Haber Detayı
Ünlü şarkıcı Buray Cumhuriyet'e konuştu: ‘Karar değil çağrı’
Türküler, Buray için bir eve dönüş çağrısı... Gezgin ruhunu müziğine taşıyan sanatçı, dört albüm ve 16 türküden oluşan “Seyir” projesiyle toplumsal belleğimizi tazelemeye davet ediyor. Zorluklarla geçen 2025 yılını sabır, şükür ve umut sözcükleriyle özetleyen Buray ile müziğin iyileştirici gücünü ve bir direnç biçimi olarak gördüğü gelecek hayallerini konuştuk.
Buray, gezgin bir ruh, yerinde durmayan sürekli seyahat halinde olan bir isim.
Ancak kendi deyişiyle bir yaştan sonra gelen yerleşiklik ihtiyacına kayıtsız kalmak mümkün değil.
Bu ihtiyaca ses veren ise çocukluğundan belleğine işlenen türküler olmuş. “Seyir ile 16 türküyü dinleyicileriyle buluşturacak olan müzisyen ile keyifli bir sohbette buluştuk. - Çocukluktan itibaren türküler sizin için ne ifade ediyordu?
Aile büyüklerinizden birinin mırıldandığı ve hiç aklınızdan çıkmayan bir türkü var mı?
Türküler benim için çocukluğun sesi.
Evde babamın bağlama sesi, akşamları mutfakta yankılanan bir şeydi hep.

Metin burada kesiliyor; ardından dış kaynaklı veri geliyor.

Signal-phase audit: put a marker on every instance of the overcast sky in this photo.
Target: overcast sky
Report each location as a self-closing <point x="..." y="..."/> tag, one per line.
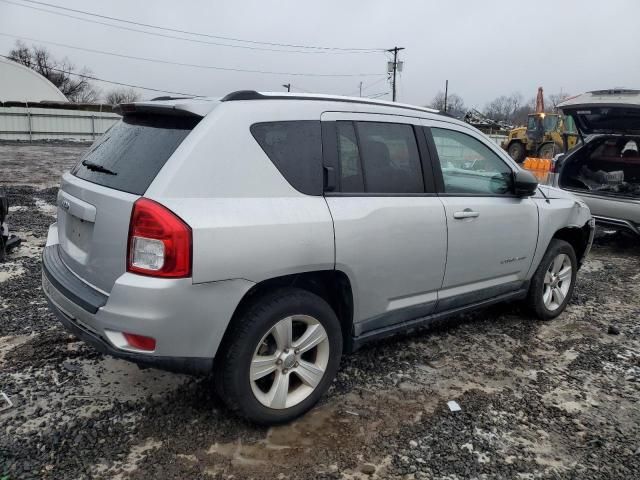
<point x="485" y="49"/>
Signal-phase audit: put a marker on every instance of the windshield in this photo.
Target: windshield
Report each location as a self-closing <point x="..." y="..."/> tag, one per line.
<point x="131" y="153"/>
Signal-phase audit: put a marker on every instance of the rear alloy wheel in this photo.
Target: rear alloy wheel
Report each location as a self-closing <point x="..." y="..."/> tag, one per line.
<point x="552" y="285"/>
<point x="280" y="356"/>
<point x="289" y="362"/>
<point x="516" y="151"/>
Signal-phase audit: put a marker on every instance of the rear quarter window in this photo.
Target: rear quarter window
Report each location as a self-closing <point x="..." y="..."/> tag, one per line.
<point x="132" y="152"/>
<point x="295" y="148"/>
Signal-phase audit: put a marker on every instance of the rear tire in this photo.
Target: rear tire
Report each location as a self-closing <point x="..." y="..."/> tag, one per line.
<point x="517" y="151"/>
<point x="281" y="356"/>
<point x="552" y="285"/>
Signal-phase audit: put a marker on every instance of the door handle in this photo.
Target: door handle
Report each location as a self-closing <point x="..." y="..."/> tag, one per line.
<point x="466" y="213"/>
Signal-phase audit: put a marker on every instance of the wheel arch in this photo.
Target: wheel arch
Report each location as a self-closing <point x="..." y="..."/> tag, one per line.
<point x="331" y="285"/>
<point x="577" y="237"/>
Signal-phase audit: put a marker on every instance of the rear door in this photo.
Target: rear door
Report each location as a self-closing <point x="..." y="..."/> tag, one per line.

Duyguya doğrudan temas eden, filtresiz bir anlatımı var.
Babamın, amcamların, kuzenlerimin söylediği türküler yıllarca insanın içinde kalabiliyor.
Sözlerinden çok hissi aklımda kalan çok türkü var.
Belki de bu yüzden bugün onları söylerken kelimeden önce duyguya yaslanıyorum. - Halk türkülerini yeniden yorumlamaya nasıl karar verdiniz?
Aslında bir “karar”dan çok bir “çağrı” gibiydi.
Uzun zamandır içimde dolaşan bir şeydi bu.
Zamanla şunu fark ettim: Ne kadar modern işler yaparsam yapayım, köke dönme ihtiyacı hep orada duruyor.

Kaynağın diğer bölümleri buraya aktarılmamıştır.